Num qualquer café, numa das travessas que desaguam na praça, encontro três mulheres. Conversam entre si, riem, bebem chá, queimam pau santo. A loira tem olhos enormes de medusa; a morena, de longos cabelos negros e cara redonda, revela um esforço enorme por manter a postura de divindade. A terceira, a mais pequena, é ruiva. As ruivas têm uma sensibilidade especial. O mais leve vento sobre a pele nua é sentido como um tornado de emoções.

Sentei-me na mesma mesa que elas e bebi uma cerveja. Conversámos sobre nós. As conversas de circunstância, as pateguices de quem não é familiar a outrem. Senti que éramos cães e cheirávamos os cus uns aos outros, talvez na perversa curiosidade de descobrir se eramos feitos da mesma merda ou, por devaneio da circunstância, por uma vontade de nos lambermos só porque o dia seria longo, penoso e sem sol. Eram mulheres saudáveis, felizes com a vida que corria pelo tempo e pelo espaço. Eram devotas à lei do eterno retorno. A ruiva, possuía uma força estranhamente mortal e amarrou-me a atenção. O rabo da morena fora esculpido por um antigo artista grego - foi o que pensei quando se levantou para ir embora. Mas a ruiva, de olhos profundos e com pequenas rugas nos cantos, fez-me comichão no coração. Quando ficámos a sós, fumando cigarros e olhando-nos sem dizer qualquer palavra, desejei-a terrivelmente. O sentimento de culpa que me invadiu foi tal que tornou-se impossível não a beijar. Fechei os olhos, imaginei que ela não era ela. Ela era quem deixou o vazio na cama. Os lábios pressentem estas coisas. É impossível mentir num beijo. Sei que ela percebeu a ausência e numa queda vertiginosa osculou-me com paixão. Com a força de quem vê o Amor partir numa viagem perigosa, potencialmente sem regresso. A segurança de uma amarra, ou uma corrente num condenado, foi a consequência do encontro dos lábios. Desejei sentir o seu corpo, mas mais importante que isso, desejei conhecer a sua alma. As histórias de quem havia vivido numa selva.

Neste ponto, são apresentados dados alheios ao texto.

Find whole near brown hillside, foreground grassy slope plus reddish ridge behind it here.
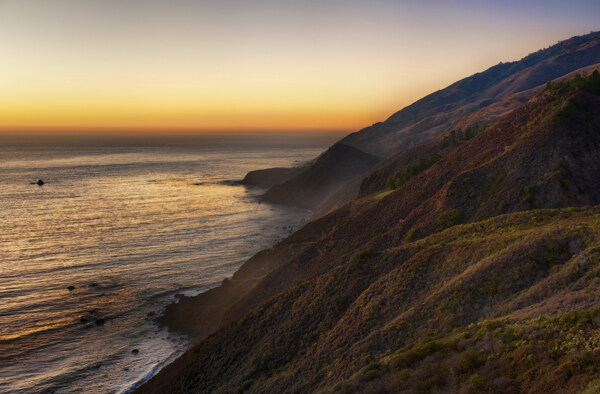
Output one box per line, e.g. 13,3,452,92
140,66,600,393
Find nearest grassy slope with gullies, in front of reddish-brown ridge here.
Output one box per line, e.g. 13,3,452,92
143,208,600,392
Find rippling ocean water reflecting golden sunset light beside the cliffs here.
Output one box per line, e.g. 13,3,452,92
0,135,339,393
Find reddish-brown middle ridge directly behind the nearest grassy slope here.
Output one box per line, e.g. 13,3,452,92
199,73,600,336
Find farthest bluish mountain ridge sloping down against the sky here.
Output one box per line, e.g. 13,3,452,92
341,32,600,157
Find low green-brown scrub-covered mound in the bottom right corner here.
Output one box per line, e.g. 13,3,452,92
332,308,600,393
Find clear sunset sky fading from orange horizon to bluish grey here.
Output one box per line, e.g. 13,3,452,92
0,0,600,132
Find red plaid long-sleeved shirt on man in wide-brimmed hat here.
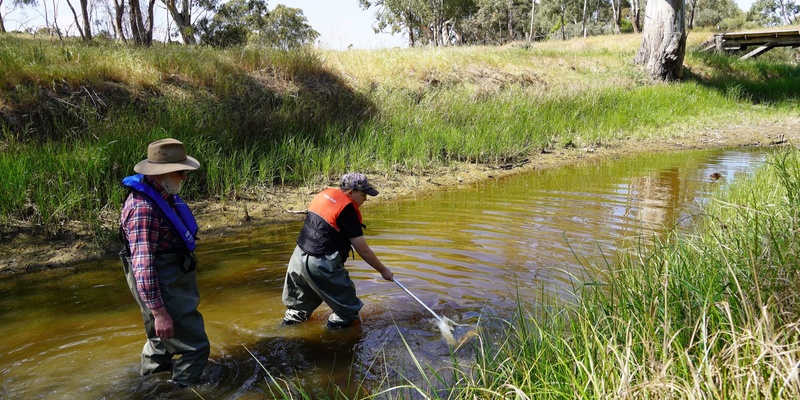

- Não oiço música. Estive dois anos a escutar, apenas e só, a sinfonia da natureza. Os pássaros, o cantar das folhas nas arvores tropicais, os animais que correm sobre as folhas secas, a água que escorre entre calhaus polidos pelo tempo.

Disse-lhe que era uma mulher interessante e que os seus dedos, finos e compridos, eram lindos e entrelaçavam perfeitamente nas minhas mãos calejadas e brutas.

Ambos soubemos nesse momento que iríamos partilhar fluídos e respirações comuns. Nessa noite, quando por fim numa cama lhe li esta história, a sonolência invadiu-nos e enroscamo-nos. Um abraço de carência e cumplicidade. O sol irá nascer, as horas irão passar e eu irei desaparecer. Ambos sabíamos. Fodemos durante horas, até o sexo se tornar profundo e familiar aos corpos. As mãos entrelaçadas, os sexos num beijo contínuo. Os fluidos escorriam em lágrimas pela nossa pele. O sabor da sua vulva - néctar de pecado - fundiu-se com a minha língua. Eu dentro dela, numa sintonia incomum para corpos com vícios de outros corpos, fizeram-nos crer que há histórias que haviam acontecido antes de o serem.

Na manhã seguinte quando a chuva era intensa e nos acordou com a sua ladainha, ela disse-me:

- Tive um sonho estranho. Sonhei que nos tínhamos conhecido no futuro.